Cordy Ryman’s Playful Remix of Minimalism

The son of legendary painters, Ryman has developed his own visual language, transforming aspects of his parents’ work, and Minimalism, into something recognizably his.

Cordy Ryman’s Playful Remix of Minimalism
One of a group of new paintings in Cordy Ryman's Brooklyn studio. (all photos courtesy the artist)

Cordy Ryman is in an unenviable position. He is the youngest son of the artist Robert Ryman, who was married to the esteemed critic Lucy Lippard, with whom he had a son, Ethan. After that marriage ended in divorce in 1966, he married the painter Merrill Wagner and they had two children, Will and Cordy. All three sons are artists. Despite this formidable legacy, he has developed his own visual language, transforming aspects of his parents’ work, and Minimalism, into something recognizably his. 

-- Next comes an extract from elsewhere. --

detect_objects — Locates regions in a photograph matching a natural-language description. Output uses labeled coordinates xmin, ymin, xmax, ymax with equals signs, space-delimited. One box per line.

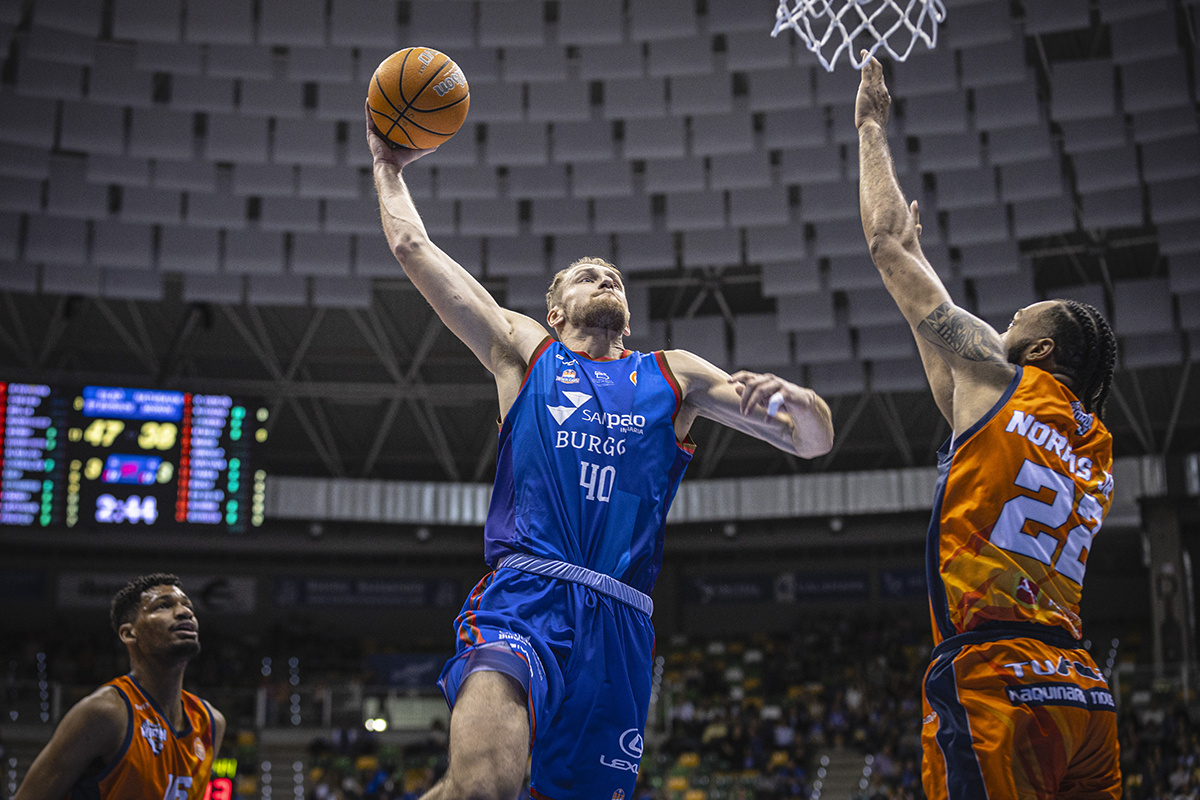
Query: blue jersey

I came to this conclusion while spending the afternoon in Ryman’s Brooklyn studio, discussing his work, all of which he constructs from either 4-by-8-foot sheets or 2-by-4-inch wood boards. From there, he uses every type of acrylic paint, from matte to glossy, and is open to any color. If a piece comes back from an exhibition, he will often use it to make another one. No work is finalized until it finds a new home; everything can be made into something else. His practice is based on keeping all the elements in play while being open to the possibilities of the materials that he has on hand. 

A selection of paintings in Ryman's studio.

According to Ryman, the only advice his father ever gave him was essentially: If you try to do what others are doing, you will always be two steps behind. If you try to anticipate what the art market wants, you will not be doing what is yours. No matter what is going on, you should always follow your own path. 

Despite working within the parameters of his materials, his art is playful, inventive, and exuberant. Ryman does not disguise the wood, even when he covers it with paint. One of the first paintings I noticed in his studio was a 4-by-8 sheet of plywood filled with elongated brown, white, and gray shapes pressing against a lichen green and a dried-blood form. Each shape is a vacuole. By having the woodgrain determine where to apply the paint, and being particular about his color palette, Ryman arrived at an original composition. 

Circles of different sizes covered the other paintings. Some of the larger pieces included clusters of these circles with one hue dominating. For other works, the circles were rendered on blocks arranged in a grid. In others still, he affixed small, painted scraps to the surface. Working only on wood and using an abstract vocabulary of circles and lines, he seemed determined not to repeat himself. 

Another new work for an upcoming exhibition.

In one section of his studio, dozens of different-sized blocks of wood protruded from a taped-off section of the wall. Many were small enough to fit in the palm of your hand, and each was painted differently. He told me they are for a show this spring at Thomas Park Gallery in Seoul, South Korea. 

A group of painted lengths of wood that can be glued together or joined using eye-hooks and an oval ring are another example of the expansiveness of his practice using limited means. In some cases, the latter were arranged in concentric squares and rectangles. When he attached the top part to the wall, the pieces might hang down stiffly, or sit at different angles that can be moved and arranged, depending on how Ryman joined the separate sections. The pieces that can be arranged invite viewers to decide on their orientation to floor and wall. These and other works, such as a stack of open boxes partially covered in paint, seemed to me to undermine the seriousness and self-importance of signature Minimalist works by artists such as Donald Judd. I don’t think Ryman is critiquing historical Minimalism so much as saying, “Loosen up. Don’t take yourself so seriously.”

An example of Ryman's guidance by his materials.

One artist who came to mind while I was at Ryman’s studio was André Cadere. In 1972, after making paintings that combined folk art and psychedelia, Cadere began constructing bars of precise, tightly joined, rounded wood forms, which he called barres de bois rond (round wooden bars). He would carry them around and place them in different exhibitions by other artists, including On Kawara and Robert Ryman, who bought at least one for his collection. The difference — and it is significant — is that Cadere employed an idiosyncratic mathematical sequence to decide the order of the colors (including a deliberate error in color placement) and number of segments. Cadere’s system had a rigidity to it that one doesn’t find in Ryman’s work. 

How do we categorize Ryman’s art? Is it painting or sculpture or both? This is one of its beautiful paradoxes: it is both formally rigorous and openly playful. In his humble materials I see him rejecting the current trend toward costly fabrication, one legacy of a certain strain of Minimalism. And yet I don’t see his work as a corrective because, frankly, he is having far too much fun.